Usage: libre-workspace-add-oidc-client <name> <client_id> <client_secret> <redirect_uri>
Example: libre-workspace-add-oidc-client 'MyOIDCClient' 'my-client-id' 'my-client-secret' 'https://my-addon.$DOMAIN/callback'

libre-workspace-remove-oidc-client

With this command, you can remove an OIDC client from the libre workspace portal.

Usage: /usr/bin/libre-workspace-remove-oidc-client <name>
Example: libre-workspace-remove-oidc-client 'MyOIDCClient'

libre-workspace-generate-secret

Like pwgen, this command generates a random secret.

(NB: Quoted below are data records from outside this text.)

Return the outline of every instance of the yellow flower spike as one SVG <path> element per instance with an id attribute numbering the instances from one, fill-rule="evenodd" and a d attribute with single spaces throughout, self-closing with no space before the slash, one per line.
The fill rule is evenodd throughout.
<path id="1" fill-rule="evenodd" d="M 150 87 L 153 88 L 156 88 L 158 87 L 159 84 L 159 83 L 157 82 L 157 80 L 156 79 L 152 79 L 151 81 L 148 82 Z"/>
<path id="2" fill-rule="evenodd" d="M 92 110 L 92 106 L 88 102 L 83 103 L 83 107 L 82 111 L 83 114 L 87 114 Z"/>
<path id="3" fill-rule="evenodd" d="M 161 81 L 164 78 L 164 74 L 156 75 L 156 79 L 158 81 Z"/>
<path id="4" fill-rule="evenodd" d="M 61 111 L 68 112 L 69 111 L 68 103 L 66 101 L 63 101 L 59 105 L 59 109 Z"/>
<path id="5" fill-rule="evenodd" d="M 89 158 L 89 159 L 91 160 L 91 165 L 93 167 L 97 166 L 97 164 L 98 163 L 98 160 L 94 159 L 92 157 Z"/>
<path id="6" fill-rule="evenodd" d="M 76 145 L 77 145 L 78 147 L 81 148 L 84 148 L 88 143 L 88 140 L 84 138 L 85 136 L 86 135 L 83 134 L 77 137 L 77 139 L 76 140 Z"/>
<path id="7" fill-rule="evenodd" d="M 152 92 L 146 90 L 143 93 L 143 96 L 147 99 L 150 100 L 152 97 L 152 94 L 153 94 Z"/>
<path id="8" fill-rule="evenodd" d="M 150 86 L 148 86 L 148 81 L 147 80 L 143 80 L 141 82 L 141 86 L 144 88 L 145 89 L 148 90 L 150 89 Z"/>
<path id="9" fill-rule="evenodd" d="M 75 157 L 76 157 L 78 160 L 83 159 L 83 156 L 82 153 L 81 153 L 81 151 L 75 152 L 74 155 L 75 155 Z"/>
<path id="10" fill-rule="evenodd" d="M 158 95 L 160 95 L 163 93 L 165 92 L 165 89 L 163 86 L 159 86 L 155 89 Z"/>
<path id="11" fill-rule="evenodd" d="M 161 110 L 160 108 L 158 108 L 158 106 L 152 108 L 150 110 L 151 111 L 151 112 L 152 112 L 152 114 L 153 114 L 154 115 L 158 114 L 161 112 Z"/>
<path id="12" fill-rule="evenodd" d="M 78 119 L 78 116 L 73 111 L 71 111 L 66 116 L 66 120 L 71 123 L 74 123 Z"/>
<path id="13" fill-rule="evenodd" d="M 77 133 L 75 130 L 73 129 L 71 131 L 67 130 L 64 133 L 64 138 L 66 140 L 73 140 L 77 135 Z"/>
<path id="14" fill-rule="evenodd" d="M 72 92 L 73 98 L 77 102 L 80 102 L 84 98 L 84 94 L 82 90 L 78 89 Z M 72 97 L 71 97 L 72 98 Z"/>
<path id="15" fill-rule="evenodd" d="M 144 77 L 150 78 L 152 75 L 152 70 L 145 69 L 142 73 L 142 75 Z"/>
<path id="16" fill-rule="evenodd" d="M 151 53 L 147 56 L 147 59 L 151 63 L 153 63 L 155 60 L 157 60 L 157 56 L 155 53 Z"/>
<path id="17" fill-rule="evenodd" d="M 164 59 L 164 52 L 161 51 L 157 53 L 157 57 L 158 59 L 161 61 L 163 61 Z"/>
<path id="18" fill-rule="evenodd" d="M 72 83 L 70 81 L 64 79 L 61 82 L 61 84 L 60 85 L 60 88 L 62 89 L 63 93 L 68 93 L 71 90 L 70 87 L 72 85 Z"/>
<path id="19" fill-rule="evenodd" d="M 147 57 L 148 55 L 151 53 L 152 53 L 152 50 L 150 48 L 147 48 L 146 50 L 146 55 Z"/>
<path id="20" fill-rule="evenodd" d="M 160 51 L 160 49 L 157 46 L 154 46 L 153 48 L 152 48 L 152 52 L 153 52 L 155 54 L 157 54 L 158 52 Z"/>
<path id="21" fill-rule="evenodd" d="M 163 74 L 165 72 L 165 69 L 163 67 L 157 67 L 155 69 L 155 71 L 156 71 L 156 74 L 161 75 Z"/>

It is useful if your addon needs a random password or secret.

Usage: libre-workspace-generate-secret [length]
Example: MY_PASSWORD=$(libre-workspace-generate-secret 32)
If no length is given, the default length is 32

libre-workspace-remove-webserver-entry

With this command, you can remove a webserver entry from the Caddy webserver configuration.

Usage: libre-workspace-remove-webserver-entry <url>
Example: libre-workspace-remove-webserver-entry my-addon.$DOMAIN

libre-workspace-send-mail

With this command, you can send an email via the libre workspace portal’s email configuration to the Administrator if he has set it up.

Usage: libre-workspace-send-mail <subject> <message> [attachment_path (optional)]
Example: libre-workspace-send-mail "My Addon" "My Addon was installed successfully with this password: $MY_PASSWORD"
Example: libre-workspace-send-mail "My Addon" "My Addon was installed successfully" "/path/to/attachment.txt"

General Tips

Never experiment on production systems. Always test your scripts on a test system first.
It is a good practice to run the commands line by line manually on a test system to see if everything works as expected.
Please don’t use the $ADMIN_PASSWORD variable anymore. Instead, you can get a password with libre-workspace-generate-secret.